During a baseball game, a batter hits a high pop-up. If the ball remains in the air for 4.11 s, how high does it rise?
vf-vi=at, so find that negative number then divide by two and it will give u |vi|
make it positive
vf =0 at the top, so
0^2=vi^2 + 2a ∆x
then
-(vi^2)/(2a){should be 19.6}= ∆x
242
To determine how high the ball rises during its flight, we can use the equations of motion. First, we need to identify the known values and quantities involved:
1. The ball remains in the air for 4.11 seconds (time, t = 4.11 s).
2. The initial velocity of the ball is zero (u = 0 m/s) since it starts from rest.
3. The acceleration due to gravity is constant and equal to 9.8 m/s^2 (acceleration, a = 9.8 m/s^2).
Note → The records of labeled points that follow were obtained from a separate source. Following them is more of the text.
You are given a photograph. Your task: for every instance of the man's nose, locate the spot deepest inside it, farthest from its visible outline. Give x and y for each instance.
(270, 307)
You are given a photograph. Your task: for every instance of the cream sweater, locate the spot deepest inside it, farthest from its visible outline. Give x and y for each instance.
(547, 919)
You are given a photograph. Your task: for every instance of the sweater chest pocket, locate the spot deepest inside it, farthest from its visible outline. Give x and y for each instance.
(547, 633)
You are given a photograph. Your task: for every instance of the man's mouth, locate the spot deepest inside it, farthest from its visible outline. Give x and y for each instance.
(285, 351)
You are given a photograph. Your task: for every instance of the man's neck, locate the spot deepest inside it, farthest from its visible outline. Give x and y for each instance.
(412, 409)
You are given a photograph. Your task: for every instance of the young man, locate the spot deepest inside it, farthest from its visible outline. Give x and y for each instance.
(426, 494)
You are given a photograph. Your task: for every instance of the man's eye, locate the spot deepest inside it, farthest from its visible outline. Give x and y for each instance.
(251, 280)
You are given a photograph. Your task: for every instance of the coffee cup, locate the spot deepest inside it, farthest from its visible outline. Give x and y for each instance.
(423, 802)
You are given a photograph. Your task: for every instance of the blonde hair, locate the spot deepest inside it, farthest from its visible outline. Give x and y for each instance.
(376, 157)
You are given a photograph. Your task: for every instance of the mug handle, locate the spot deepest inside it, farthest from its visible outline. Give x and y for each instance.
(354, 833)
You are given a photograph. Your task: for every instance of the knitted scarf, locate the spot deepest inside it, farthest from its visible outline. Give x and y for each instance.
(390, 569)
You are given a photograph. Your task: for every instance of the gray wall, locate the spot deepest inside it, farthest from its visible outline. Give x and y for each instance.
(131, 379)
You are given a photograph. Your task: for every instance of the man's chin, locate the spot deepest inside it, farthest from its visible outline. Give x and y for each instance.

To find the height the ball rises, we can use the following equation of motion:
s = ut + (1/2)at^2
Where:
s is the vertical displacement (height),
u is the initial velocity,
t is the time, and
a is the acceleration.
Since the initial velocity was zero, the equation simplifies to:
s = (1/2)at^2
Now, we can substitute the known values into the equation:
s = (1/2) * 9.8 m/s^2 * (4.11 s)^2
Calculating this expression will give us the height the ball rises during its flight:
s = (1/2) * 9.8 m/s^2 * 16.8921 s^2
s ≈ 84.4605 meters (rounded to four decimal places)
Therefore, the ball rises approximately 84.4605 meters during its flight.